The apps.
The industry just wasn’t interested. It’s too bad, the environment was excellent, and the phone was pretty slick. The HTC Sidekick will always be one of my favorite form factors for a phone.
There just wasn’t any interest in supporting a 3rd platform for most major companies.
I worked at a fortune 50 when the phone release and developed an app for it. The company looked at it and said they didn’t want to spend 50k to support it over the next year. The whole industry came to the same conclusion. Microsoft had to subsidize the 3rd party apps it got for the phone.

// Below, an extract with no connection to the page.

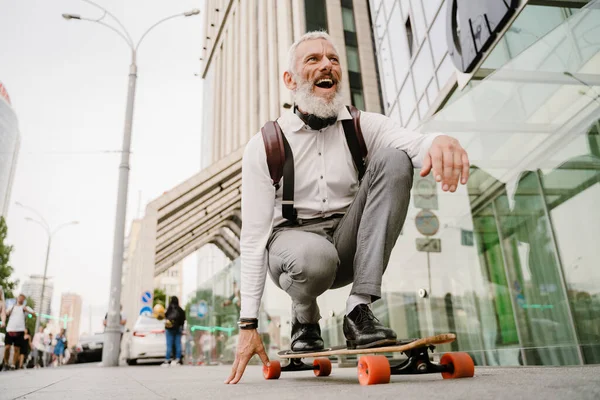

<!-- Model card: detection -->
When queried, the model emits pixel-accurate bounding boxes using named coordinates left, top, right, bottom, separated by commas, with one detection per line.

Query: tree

foggenbooty@lemmy.world 1 year ago
They did try to do that, but there wasn’t enough interest from companies to split their development teams to support a third platform. In fact Microsoft realised this and was so invested in it that they had a program where they would use MS devs to convert/build from scratch your iOS/Android app to run on Windows for free. All you had to do was take it over and maintain it after; almost no one took them up on it.
poopkins@lemmy.world 1 year ago
One of the clients I worked for had an interesting relationship with both Microsoft and BlackBerry at the time: both companies just outright paid them to build and maintain the Windows Phone and BlackBerry 10 apps, respectfully. Another agency did Windows Phone, but we billed them directly for the BlackBerry port of the Android app and its maintenance.